We describe acute therapy for a 13-year-old female from Panama with chronic idiopathic thrombocytopenia purpura (ITP) refractory to steroids, splenectomy, vinca alkaloids, and azathioprine. She presented with neurologic deterioration from a posterior fossa intracranial hemorrhage (ICH). This followed a 3-month history of severe dysfunctional uterine bleeding, progressive from menarche, which had required multiple red cell transfusions. Steroid and vinblastine therapy and transfusion of 40 U of platelets failed to increase the platelet count above 10,000/microliter. Development of a second larger ICH (frontal) produced morbid increase in intracranial pressure that necessitated neurosurgical decompression. Plasma exchange and colloid repletion with intravenous gamma globulin (1 g/kg) and an infusion of 20 U of platelets resulted in a transient rise in platelet count to 160,000/microliter, permitting surgery without bleeding. Danazol (800 mg/day) and conjugated estrogen (Premarin 25 mg/day) were begun to control the uterine bleeding. Intensive plasma exchange and i.v. IgG infusions were continued daily for 24 days, then twice weekly for several weeks. Platelet-bound IgG decreased almost 500% over the first 10 days of therapy, and platelets increased dramatically to 600,000/microliter after 3 weeks of therapy. The patient has remained amenorrheic with a normal platelet count for more than 24 months on daily danazol therapy and monthly infusions of i.v. IgG (0.4 g/kg/dose).

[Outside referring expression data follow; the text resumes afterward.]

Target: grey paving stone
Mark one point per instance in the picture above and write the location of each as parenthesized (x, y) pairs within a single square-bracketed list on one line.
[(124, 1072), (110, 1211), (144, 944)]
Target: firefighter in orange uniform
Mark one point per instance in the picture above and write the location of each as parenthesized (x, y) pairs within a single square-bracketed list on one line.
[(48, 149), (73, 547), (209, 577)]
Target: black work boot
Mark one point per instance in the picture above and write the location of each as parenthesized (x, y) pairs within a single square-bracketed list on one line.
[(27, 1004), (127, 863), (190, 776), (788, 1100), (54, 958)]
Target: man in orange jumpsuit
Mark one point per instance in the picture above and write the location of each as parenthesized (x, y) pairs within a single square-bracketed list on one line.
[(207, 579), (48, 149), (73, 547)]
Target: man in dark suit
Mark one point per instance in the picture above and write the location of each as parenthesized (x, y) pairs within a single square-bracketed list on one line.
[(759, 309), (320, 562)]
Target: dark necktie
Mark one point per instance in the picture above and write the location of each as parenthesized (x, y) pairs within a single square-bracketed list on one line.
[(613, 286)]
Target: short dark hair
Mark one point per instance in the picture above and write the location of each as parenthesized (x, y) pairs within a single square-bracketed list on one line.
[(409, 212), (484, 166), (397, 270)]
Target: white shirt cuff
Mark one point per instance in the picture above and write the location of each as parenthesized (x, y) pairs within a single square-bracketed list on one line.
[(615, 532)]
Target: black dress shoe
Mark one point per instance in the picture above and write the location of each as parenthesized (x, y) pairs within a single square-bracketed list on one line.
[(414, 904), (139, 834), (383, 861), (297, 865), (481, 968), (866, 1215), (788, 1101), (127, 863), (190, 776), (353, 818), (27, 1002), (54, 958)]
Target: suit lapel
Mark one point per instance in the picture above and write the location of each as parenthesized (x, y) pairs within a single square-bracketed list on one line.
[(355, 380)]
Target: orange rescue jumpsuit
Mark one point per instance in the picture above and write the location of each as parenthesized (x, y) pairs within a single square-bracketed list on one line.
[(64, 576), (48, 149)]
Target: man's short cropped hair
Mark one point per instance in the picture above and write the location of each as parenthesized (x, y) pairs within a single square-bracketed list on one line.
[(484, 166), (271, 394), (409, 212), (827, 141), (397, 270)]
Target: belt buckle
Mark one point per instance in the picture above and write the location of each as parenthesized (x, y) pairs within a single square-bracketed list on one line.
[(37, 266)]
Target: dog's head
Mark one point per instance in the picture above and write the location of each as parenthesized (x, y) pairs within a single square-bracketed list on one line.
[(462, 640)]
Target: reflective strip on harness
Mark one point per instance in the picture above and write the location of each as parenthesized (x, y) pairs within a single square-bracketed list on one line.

我们描述了一名来自巴拿马的13岁女性慢性特发性血小板减少性紫癜(ITP)患者的急性治疗情况,该患者对类固醇、脾切除术、长春花生物碱和硫唑嘌呤均无反应。她因后颅窝颅内出血(ICH)出现神经功能恶化。在此之前,她有3个月严重功能失调性子宫出血的病史,自初潮起病情逐渐加重,曾多次输注红细胞。类固醇和长春碱治疗以及输注40单位血小板未能使血小板计数升至10,000/微升以上。第二次更大的ICH(额叶)导致颅内压病态升高,需要进行神经外科减压。血浆置换以及静脉注射γ球蛋白(1 g/kg)和输注20单位血小板使血小板计数短暂升至160,000/微升,从而能够在无出血的情况下进行手术。开始使用达那唑(800 mg/天)和结合雌激素(Premarin 25 mg/天)来控制子宫出血。每天持续进行强化血浆置换和静脉注射免疫球蛋白,共24天,之后每周两次,持续数周。在治疗的前10天,血小板结合的免疫球蛋白下降了近500%,治疗3周后血小板急剧增加至600,000/微升。在每日服用达那唑以及每月静脉注射免疫球蛋白(0.4 g/kg/剂量)的情况下,患者停经且血小板计数正常已超过24个月。